A few years ago, I went to a panel at my local con called “Time management for writers.” I expected a lecture on writing every day – maybe even pontificating on how you’re not serious about writing if you don’t write every day. The first panelist said she did indeed write every day, and if she didn’t, she lost rhythm and didn’t get anything done. She didn’t necessarily write a lot each day, but she wrote every single day. In contrast, the second one said he got all his outlining ready, and made a big three month push to write a novel, then edited at a more leisurely pace the rest of the time. The third got a hotel room for three days and exited a wreck, but with a completed first draft of a novel.
In the flying community, you’ll hear people pontificating about making sure you fly at least once a week, to keep your skills fresh, especially once you’ve finished your private license. Because a lot of people finish their license and then barely ever fly again, citing that it’s so hard to get into the swing of things again. When training, they say to fly at least once or twice a week, or you’ll end up spending more hours on training, catching up on what you’ve lost.
They’re probably right. But the reality is, not everyone has the money on hand to do that.
When I started flying, I was able to give away most of my shifts for several months and flew 4-5 days a week, finishing my private license in about three and a half months. Not everyone is able to do that, and most people complete their private license in 1-2 years, flying once or twice a week.
Many young people are in school or university, but are living at home and have more money to put toward flying, making it possible to train faster. I have a full time job, we’re a single income household and I can’t afford to take too much time off outside of vacation. In fact, after I did my private, possibly as a result, the union wrote a clause into the new contract preventing people from giving away more than one shift a week. I like to say I have my own clause in the union contract.

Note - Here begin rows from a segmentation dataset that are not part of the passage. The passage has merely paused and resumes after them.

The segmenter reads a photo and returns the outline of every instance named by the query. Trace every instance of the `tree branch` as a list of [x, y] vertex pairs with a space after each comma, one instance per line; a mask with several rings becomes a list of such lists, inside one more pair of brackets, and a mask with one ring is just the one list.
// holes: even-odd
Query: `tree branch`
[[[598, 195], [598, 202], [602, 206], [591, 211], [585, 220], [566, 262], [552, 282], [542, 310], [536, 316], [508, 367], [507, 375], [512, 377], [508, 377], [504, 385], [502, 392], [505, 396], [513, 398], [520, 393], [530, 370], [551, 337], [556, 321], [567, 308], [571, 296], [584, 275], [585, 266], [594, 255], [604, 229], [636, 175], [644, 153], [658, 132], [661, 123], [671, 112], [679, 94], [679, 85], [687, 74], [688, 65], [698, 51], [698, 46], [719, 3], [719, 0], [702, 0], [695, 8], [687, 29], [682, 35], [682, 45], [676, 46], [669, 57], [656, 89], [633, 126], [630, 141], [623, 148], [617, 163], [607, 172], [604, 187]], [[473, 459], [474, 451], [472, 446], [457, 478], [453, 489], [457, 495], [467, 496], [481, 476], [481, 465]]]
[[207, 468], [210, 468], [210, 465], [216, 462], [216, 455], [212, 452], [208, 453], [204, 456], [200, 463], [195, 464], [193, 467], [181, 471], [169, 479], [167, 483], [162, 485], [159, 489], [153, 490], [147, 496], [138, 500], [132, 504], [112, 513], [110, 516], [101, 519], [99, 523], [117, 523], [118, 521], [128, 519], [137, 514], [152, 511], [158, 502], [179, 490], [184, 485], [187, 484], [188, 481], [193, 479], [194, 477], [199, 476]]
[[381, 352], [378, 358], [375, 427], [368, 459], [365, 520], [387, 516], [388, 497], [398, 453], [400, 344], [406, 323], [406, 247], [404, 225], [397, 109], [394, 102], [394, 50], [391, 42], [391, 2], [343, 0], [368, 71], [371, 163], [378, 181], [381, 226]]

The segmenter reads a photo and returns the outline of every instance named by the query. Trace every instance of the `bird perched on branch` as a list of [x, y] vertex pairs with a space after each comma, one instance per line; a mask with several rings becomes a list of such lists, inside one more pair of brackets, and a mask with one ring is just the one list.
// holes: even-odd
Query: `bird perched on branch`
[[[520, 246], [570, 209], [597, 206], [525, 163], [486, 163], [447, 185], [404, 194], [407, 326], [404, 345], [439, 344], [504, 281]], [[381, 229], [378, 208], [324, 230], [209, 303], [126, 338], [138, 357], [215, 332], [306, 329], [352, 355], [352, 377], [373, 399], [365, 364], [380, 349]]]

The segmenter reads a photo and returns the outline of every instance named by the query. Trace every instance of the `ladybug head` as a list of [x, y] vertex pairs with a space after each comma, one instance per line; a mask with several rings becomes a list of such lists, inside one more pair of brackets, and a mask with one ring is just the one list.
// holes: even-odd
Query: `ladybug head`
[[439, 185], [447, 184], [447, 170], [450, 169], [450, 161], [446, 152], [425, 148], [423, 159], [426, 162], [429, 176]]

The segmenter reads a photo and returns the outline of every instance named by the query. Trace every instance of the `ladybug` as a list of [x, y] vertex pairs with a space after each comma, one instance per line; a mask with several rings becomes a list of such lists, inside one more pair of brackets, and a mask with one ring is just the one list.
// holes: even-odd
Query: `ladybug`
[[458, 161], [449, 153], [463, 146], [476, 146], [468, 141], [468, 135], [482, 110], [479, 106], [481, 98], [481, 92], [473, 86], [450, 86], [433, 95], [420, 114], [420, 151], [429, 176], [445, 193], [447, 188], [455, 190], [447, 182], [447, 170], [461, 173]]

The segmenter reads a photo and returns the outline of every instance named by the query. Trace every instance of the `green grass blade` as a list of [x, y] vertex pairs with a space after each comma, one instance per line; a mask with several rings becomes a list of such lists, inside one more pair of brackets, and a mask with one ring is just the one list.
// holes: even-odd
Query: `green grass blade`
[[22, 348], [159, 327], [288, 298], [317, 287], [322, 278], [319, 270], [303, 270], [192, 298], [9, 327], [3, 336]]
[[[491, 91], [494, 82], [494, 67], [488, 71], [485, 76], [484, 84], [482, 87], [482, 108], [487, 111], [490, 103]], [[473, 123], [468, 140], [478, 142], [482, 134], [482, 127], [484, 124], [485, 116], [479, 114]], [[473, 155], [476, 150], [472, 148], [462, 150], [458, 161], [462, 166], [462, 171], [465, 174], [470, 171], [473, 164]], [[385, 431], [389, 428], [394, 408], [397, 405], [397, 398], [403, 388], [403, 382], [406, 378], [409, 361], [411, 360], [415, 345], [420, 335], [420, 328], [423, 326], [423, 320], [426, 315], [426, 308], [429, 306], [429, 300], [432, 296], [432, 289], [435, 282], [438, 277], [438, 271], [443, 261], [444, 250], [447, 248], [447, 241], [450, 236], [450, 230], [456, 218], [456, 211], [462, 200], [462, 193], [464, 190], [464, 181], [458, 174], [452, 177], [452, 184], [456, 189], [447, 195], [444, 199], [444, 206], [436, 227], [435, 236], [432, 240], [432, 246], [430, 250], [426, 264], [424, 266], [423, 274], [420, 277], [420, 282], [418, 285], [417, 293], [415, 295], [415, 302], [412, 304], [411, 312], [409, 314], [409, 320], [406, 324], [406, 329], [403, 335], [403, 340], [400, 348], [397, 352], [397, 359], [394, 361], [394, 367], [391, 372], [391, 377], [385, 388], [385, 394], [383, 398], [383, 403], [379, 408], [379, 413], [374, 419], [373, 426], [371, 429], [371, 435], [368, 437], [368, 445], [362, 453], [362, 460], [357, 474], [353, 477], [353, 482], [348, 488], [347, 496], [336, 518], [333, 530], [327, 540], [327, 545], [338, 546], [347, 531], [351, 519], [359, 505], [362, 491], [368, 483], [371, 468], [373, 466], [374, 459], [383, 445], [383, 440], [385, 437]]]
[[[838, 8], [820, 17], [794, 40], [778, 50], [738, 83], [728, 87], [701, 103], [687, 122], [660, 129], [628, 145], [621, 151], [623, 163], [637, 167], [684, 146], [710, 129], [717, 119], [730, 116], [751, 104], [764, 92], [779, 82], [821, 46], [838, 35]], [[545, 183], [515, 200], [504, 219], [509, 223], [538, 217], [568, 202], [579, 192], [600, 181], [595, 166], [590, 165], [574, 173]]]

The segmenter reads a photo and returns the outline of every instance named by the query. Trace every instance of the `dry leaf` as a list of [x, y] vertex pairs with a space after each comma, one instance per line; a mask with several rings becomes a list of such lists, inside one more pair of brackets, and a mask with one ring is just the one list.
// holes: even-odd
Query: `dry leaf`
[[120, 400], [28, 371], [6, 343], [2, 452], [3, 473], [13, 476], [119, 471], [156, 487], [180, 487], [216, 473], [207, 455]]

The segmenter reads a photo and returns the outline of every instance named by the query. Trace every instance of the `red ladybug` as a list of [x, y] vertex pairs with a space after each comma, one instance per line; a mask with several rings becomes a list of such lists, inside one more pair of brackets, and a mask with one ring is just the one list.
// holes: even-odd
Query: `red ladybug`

I do much better when I can focus on just one big thing at a time, so time-building was hard for me. I couldn’t give shifts away anymore, so it was a flight here and there, and sometimes when it was very cold, I didn’t fly for months at a time. Because I was mostly flying the RAA club plan and not the school’s planes, my instructor couldn’t tell how frequently I was flying, I’m sure she worried that I might lose my momentum and give up. So many do. She would send me emails every once in a while, about every six months, asking how I was doing, and I’d send her an update with my hours and where I’d been, that I’d passed the written when I passed it. And finally I was finished time-building and one of those replies was “Okay, I’ve got vacation booked in May/June, and this is my plan.”
And for the flight test, I just did exactly the same thing as I did for my private, flying 4-5 times a week for several weeks. It’s what works for me, and I’ve succeeded doing it this way. I was able to give my instructor lots of notice so that she was able to make sure she was available when I needed her. Not all schools or instructors might be as awesome as that, so that was one struggle I’m glad I didn’t have to deal with.
On the other hand, doing my float rating, or likewise, my night rating, I was working full time at the same time. I tried to fly once a week, but often things didn’t work out that way. The other difference is there’s no test at the end of these ratings, so once I had the hours and the instructor was satisfied with my performance, that was all I had to do.
I think it’s far more important to have goals and a plan, than to fly a particular number of days a week. That plan naturally has to take into consideration the fact that if you haven’t flown for a while, your skills will go stale, but that may mean that you just need to get practiced up sometimes. If your goals are to stay current and develop your experience as a pilot, then maybe a goal of flying once a week or however often you can afford it might be your best plan. When I’m prepping for a test, that short period of intense flying multiple flights a day is what I need, so I’m not as concerned about staying current in between times when I’m forced to drag my ass back to work. I’ve put my writing on the back-burner a long time now, which is also okay, because I have clear goals and a plan, and I know it won’t be forever.
The pontificators are right about one thing though. You don’t find time. You make time. You ditch your video game and study. You skip social outings. There was a writing event the whole weekend I had planned my 300nm cross country trip, and I stopped in after I landed to to catch the last half hour. You do what you can do, and what you have to do, and there’s no right or wrong way to pace yourself, as long as you have a plan.